Daiichi Sankyo has tapped Vernalis for its drug discovery expertise. The agreement will see Vernalis turn its fragment and structure-based drug discovery platform on undisclosed cancer targets.
Japan’s Daiichi is making undisclosed financial commitments to access the platform. Previous deals suggest the sum will be fairly small, at least in the near term. Servier paid €2 million ($2.4 million) upfront and committed more in fees, milestones and other payments to strike a one-target cancer agreement based on the same drug discovery platform in March.

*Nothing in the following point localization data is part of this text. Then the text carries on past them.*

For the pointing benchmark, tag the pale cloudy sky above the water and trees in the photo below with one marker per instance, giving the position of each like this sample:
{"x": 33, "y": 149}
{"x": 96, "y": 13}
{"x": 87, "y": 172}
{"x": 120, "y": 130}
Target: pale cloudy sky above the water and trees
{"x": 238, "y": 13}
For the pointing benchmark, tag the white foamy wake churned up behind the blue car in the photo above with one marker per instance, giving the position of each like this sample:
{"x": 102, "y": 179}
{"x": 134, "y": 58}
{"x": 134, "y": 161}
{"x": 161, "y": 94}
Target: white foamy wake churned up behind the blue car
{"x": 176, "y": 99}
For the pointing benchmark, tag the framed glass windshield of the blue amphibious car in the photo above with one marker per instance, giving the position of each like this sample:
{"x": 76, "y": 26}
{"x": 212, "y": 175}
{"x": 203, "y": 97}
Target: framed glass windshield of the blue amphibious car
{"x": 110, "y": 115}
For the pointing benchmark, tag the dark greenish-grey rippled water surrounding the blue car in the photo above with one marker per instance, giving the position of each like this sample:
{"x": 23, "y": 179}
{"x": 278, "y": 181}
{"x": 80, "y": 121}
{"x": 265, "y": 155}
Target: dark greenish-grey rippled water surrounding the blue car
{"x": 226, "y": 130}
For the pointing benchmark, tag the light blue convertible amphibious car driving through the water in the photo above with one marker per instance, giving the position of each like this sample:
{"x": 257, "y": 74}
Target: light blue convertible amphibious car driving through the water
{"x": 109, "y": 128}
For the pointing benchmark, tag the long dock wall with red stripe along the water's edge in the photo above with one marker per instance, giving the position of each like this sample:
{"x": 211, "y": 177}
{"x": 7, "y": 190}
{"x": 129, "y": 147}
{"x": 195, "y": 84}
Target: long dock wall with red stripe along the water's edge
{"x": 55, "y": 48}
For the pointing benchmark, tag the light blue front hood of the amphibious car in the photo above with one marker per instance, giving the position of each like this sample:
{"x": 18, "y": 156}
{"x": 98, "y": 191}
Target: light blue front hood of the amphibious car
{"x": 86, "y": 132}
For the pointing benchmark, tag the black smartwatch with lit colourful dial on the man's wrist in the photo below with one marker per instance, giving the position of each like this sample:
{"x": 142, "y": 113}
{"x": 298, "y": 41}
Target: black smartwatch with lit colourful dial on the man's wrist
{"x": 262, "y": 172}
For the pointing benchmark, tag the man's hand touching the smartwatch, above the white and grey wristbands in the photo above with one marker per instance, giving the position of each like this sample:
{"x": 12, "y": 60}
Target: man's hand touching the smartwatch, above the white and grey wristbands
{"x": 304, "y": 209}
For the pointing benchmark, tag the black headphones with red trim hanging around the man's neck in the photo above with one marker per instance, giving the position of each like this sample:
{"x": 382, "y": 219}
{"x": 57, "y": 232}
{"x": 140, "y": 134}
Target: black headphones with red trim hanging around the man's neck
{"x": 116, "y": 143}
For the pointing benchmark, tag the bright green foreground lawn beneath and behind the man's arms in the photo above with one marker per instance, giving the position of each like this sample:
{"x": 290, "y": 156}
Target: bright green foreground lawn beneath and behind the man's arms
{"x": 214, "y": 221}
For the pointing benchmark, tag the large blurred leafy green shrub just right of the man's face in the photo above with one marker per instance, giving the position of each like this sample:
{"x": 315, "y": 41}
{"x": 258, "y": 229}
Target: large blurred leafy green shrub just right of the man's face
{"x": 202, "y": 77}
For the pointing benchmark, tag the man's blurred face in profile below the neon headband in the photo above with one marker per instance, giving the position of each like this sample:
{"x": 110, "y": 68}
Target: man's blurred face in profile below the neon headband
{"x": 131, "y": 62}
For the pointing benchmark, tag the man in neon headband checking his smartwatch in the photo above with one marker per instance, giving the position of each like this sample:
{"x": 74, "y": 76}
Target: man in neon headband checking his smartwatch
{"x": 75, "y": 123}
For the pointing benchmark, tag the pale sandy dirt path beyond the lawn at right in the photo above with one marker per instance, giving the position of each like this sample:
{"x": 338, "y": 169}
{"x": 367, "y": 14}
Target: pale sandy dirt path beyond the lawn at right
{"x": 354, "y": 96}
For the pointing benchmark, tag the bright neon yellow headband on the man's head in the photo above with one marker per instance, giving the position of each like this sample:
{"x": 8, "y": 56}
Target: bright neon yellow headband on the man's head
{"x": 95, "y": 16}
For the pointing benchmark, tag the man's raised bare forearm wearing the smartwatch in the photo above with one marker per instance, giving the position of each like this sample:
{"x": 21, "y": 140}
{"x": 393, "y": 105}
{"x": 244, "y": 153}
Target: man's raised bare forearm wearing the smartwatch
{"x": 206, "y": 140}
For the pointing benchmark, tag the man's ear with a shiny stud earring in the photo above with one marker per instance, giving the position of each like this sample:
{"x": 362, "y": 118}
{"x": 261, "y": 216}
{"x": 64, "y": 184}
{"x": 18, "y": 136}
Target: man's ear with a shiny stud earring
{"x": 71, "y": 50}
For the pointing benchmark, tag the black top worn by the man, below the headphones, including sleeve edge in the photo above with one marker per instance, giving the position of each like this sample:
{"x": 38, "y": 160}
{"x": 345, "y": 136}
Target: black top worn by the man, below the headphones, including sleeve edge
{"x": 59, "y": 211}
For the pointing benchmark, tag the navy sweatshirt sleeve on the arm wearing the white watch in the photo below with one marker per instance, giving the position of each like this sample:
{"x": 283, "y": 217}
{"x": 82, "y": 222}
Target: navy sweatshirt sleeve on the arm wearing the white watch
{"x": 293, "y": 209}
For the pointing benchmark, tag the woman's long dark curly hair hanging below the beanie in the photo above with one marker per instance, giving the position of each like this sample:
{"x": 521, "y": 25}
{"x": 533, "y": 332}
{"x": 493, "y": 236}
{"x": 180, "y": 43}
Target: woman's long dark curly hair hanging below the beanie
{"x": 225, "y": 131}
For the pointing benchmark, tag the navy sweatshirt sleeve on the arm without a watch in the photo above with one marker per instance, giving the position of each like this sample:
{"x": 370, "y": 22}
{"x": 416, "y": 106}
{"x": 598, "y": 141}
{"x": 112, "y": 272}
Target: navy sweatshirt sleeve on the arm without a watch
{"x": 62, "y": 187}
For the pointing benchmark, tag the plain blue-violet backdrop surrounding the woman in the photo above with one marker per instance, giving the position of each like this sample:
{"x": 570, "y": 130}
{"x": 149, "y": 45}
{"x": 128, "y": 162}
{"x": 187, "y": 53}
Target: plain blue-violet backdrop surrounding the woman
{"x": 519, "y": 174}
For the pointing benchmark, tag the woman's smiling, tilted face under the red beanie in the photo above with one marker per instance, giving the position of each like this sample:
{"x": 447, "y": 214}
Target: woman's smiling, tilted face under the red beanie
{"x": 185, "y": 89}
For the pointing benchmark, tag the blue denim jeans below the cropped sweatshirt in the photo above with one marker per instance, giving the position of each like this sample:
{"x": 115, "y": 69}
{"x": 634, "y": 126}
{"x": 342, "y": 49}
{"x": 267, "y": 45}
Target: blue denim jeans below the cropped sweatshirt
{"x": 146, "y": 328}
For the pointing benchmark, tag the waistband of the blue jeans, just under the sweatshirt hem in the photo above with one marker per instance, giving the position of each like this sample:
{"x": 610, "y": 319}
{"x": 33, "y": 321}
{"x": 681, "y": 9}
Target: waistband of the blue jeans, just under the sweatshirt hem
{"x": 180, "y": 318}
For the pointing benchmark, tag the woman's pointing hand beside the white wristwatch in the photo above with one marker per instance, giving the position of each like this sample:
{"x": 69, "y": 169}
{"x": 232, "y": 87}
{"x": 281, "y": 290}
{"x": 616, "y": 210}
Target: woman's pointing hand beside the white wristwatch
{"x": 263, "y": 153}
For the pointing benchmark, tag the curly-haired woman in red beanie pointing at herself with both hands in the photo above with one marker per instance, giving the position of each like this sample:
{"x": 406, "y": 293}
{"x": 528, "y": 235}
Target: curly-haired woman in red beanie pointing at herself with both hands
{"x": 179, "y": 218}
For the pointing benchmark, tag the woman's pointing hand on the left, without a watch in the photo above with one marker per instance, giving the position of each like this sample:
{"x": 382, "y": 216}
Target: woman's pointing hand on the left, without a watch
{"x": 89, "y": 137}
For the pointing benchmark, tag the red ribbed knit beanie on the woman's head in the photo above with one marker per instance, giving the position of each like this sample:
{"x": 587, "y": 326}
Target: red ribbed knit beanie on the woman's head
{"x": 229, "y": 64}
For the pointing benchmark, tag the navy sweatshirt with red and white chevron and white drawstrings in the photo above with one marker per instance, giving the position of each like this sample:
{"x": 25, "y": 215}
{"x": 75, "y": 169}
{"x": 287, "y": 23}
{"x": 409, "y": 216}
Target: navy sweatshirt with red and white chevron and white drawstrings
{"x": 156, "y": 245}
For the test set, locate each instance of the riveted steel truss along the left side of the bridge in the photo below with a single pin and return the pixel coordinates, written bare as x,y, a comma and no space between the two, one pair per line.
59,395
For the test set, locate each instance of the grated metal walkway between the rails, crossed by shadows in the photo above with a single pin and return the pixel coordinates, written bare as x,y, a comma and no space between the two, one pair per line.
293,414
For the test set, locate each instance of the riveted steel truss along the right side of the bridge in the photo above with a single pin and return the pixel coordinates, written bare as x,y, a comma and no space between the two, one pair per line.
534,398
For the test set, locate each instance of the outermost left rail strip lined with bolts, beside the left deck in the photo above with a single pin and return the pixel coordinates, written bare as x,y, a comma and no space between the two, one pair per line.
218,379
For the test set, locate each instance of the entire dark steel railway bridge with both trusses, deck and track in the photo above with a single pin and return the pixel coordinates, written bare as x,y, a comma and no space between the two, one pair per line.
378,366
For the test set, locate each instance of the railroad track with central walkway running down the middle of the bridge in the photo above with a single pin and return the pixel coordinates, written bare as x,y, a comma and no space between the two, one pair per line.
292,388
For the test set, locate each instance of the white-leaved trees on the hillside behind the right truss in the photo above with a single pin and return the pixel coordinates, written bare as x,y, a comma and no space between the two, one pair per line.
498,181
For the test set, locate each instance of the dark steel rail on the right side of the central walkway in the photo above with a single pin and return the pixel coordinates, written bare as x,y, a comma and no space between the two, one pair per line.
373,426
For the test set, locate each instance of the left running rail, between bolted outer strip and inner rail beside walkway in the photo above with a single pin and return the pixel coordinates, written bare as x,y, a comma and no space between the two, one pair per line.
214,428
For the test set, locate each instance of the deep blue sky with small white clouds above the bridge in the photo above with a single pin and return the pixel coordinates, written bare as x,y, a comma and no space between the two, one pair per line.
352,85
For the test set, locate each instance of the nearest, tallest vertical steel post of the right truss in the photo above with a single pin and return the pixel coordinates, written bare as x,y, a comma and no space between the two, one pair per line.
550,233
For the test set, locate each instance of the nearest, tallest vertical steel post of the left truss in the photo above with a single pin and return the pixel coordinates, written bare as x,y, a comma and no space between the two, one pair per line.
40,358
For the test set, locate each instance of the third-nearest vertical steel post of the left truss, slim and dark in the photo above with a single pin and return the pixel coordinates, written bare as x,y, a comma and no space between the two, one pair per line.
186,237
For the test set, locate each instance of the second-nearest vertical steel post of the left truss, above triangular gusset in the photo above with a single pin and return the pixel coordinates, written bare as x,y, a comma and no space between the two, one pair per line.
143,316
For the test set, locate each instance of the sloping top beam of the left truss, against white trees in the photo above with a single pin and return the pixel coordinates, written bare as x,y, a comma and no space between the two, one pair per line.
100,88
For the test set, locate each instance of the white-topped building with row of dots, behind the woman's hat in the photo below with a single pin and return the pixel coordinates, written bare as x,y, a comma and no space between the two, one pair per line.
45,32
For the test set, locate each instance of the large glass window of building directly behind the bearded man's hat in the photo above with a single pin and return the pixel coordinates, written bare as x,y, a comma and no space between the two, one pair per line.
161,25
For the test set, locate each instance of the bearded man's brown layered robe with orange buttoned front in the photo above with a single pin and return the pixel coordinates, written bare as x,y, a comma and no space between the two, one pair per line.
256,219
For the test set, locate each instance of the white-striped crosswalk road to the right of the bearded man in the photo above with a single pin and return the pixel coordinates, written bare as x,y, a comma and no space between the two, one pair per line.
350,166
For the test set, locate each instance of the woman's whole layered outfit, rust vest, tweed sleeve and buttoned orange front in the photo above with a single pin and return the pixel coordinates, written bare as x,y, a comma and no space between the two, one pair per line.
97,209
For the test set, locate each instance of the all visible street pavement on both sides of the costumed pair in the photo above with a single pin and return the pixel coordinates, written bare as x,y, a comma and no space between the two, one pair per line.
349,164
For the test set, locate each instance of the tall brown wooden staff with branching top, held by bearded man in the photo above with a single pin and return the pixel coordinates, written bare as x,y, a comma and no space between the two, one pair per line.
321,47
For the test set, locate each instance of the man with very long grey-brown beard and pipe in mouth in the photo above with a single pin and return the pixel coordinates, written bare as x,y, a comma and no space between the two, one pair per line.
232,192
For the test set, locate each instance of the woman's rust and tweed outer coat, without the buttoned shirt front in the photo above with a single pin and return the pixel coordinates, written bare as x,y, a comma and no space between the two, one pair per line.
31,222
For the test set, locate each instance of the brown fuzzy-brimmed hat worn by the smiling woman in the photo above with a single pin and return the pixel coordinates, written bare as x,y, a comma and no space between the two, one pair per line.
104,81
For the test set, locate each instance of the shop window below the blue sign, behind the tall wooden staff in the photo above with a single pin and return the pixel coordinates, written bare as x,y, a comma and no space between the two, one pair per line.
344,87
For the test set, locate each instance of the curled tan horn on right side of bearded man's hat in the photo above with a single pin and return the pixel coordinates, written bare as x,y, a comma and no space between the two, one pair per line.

The platform is designed to identify molecules with low molecular weights that interact with the binding site of the target. Identification of these fragments gives researchers a starting point for their efforts to develop ligands and drugs.
Vernalis is using the platform in active drug discovery collaborations with companies including Servier and Lundbeck. And it has a history of working with other well-known drug developers such as Genentech and Novartis.
Management celebrated adding Daiichi to the list.
“This is another excellent endorsement of our market leading fragment and structure-based drug discovery platform and we look forward to a successful collaboration with Daiichi Sankyo,” Vernalis CEO Ian Garland said in a statement.
The new deals with Daiichi and Servier—plus milestones from other agreements with the French drugmaker—have been bright spots for Vernalis in a tricky year, although they have failed to fully lift the gloom.
Vernalis’ woes stem from the back-to-back FDA rejections it received in April and August. Those setbacks quashed Vernalis’ hopes of getting CCP-07 and CCP-08 to market in time for this winter’s cough-cold season in the U.S.
The challenge now is to work through the problems—which have a common cause—that led to the complete response letters in time to get the drugs approved ahead of the 2018-19 cough-cold season.